Sep 5, 2023 - Economy & Business

Bitcoin miners take fresh look at hedging products

Photo illustration of Brian Rudick with geometric shapes and a photo of a bitcoin mining operation.

Brian Rudick, from GSR's Bitcoin team. Photo illustration: Shoshana Gordon/Axios. Photo: GSR

Bitcoin may be volatile, but the returns for miners don't have to be. That's the message from GSR, a firm pitching hedging products that would make miners' revenue more predictable.

Why it matters: The $500 billion Bitcoin network would be considerably more resilient if its largest operators weren't in danger of going under every time there's a massive drawdown.

Zoom out: GSR's effort isn't new, Brian Rudick, a senior strategist at the trading and market-making firm, tells Axios. He said they've been pitching miners on these instruments for years with very little uptake.

  • In the boom, miners had zero interest. Many believed bitcoin price was going to go much, much higher than it did.
  • GSR just put out a report on hedging. Looking at the financial reports of publicly traded miners, the only statements they found on hedges noted that companies weren't buying them.

Today, its pitch is better timed.

  • In the contraction, many miners had much larger problems of staying viable. Now they seem to be more interested, Rudick says.

How it works: GSR is pitching swap and options products that would allow bitcoin miners to lock in prices for future production.

  • That would make their business considerably more predictable. With swaps, miners sell future production now at a set price.
  • The advantage of swaps is that their counterparty is likely to agree to some kind of steadily increasing price.
  • The risk of the swaps is that the price rises considerably faster and they miss out on gains.

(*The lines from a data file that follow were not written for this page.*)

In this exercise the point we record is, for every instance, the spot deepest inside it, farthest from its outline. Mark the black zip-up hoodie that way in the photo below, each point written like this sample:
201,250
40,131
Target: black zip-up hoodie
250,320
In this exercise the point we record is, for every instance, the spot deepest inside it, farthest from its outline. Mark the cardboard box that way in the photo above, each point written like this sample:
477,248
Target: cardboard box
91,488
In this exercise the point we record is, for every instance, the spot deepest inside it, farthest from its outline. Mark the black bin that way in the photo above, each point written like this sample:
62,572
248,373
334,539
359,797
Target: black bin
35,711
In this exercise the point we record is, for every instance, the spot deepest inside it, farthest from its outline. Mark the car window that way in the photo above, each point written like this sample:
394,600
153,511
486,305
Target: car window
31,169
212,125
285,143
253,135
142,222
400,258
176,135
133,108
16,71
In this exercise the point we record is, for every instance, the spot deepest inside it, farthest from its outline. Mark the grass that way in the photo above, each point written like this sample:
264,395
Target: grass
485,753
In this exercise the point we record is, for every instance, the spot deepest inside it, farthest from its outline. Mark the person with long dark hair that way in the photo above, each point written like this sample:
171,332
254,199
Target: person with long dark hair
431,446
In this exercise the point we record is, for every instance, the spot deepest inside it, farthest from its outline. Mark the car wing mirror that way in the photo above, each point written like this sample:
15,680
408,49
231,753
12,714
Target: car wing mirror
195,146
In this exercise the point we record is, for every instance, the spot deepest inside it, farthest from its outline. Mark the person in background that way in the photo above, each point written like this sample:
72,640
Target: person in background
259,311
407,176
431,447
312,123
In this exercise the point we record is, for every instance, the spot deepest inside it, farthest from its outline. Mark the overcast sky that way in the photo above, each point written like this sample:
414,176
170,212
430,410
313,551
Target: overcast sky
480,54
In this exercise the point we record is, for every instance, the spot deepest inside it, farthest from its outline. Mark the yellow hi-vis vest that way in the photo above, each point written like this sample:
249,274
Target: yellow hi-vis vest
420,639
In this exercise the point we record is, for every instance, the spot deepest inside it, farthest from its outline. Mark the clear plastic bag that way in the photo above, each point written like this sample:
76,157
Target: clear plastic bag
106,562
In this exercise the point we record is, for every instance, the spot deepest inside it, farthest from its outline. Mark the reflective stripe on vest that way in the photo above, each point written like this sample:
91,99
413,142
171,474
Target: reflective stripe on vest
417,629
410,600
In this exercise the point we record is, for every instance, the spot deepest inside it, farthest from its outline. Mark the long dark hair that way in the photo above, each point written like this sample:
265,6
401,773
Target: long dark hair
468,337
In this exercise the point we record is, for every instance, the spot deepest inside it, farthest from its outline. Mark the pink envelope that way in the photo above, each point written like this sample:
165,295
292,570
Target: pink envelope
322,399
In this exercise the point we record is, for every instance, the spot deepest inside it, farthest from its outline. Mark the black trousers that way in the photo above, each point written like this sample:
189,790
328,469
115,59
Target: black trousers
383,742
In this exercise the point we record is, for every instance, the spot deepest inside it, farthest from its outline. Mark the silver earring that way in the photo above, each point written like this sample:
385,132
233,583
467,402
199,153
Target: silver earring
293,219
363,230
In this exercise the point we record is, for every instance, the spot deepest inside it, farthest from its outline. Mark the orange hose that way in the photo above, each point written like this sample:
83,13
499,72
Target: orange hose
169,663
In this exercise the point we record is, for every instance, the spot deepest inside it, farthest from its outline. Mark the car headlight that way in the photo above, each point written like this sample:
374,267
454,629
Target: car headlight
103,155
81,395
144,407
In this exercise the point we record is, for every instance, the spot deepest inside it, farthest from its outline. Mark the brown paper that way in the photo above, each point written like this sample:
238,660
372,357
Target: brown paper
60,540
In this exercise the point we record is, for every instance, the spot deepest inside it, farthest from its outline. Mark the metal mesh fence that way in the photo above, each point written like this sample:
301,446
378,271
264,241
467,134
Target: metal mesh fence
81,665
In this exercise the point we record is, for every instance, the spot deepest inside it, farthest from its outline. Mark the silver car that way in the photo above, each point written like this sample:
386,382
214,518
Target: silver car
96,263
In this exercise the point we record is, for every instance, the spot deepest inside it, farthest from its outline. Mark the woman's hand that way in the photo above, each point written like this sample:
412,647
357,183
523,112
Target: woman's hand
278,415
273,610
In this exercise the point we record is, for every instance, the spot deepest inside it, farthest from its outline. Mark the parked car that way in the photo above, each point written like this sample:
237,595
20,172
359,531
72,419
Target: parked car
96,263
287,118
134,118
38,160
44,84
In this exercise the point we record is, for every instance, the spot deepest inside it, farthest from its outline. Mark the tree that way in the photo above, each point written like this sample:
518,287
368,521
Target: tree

Options, on the other hand, allow a miner to buy an option to sell bitcoin at a certain price. If the price is higher, they don't have to exercise the option, but it also means they can still cover costs if price falls below the option.

  • The price of options is they cost a fee. That's a guaranteed new expense for miners, cutting into margins.

What others are saying: "We are seeing substantial growth and maturity in the hedging and derivatives markets as more products from traditional finance crossover into our industry," Gary Vecchiarelli, the chief financial officer of bitcoin mining company CleanSpark, tells Axios, via a spokesperson.

  • Its main concern as it explores using these products, he said, is counterparty risk.

Zoom way out: GSR's report contends that this model is well established in oil and gas exploration, and there's no reason it shouldn't be copied to bitcoin mining.

  • "These miners have a really hard time knowing what they are going to make in six months," Rudick tells Axios.

The impact: Rudick tells Axios that miners tend to get charged rates somewhere in the teens to finance expansion, because their business is so volatile.

  • Rudick is trying to convince miners that hedging will help lending partners justify lower rates.

Of note: Bitcoin miners win fresh bitcoin proportional to their contribution to the network. If they don't grow roughly as fast as the overall network, they start to fall behind.

  • In other words, expansion is existential.

Be smart: Bitcoin miners often boast about all the bitcoin that they are not selling. Holding mined bitcoin rather than selling is a kind of hedge. It's a bet that the price will be much higher later.

  • One bitcoin is thought to generally cost about $15,000 to mine these days, Rudick said. At $25,000+ today, that means miners are putting a lot of guaranteed profit at risk.

Show me the money: Readers might be wondering how GSR makes running a business where they are basically offering to overpay miners at times.

  • Basically, GSR will try to find buyers on both sides of every bet, so that when it overpays on miner, it underpays another. It all washes out.
  • Then it simply makes a profit on the fees for offering these instruments.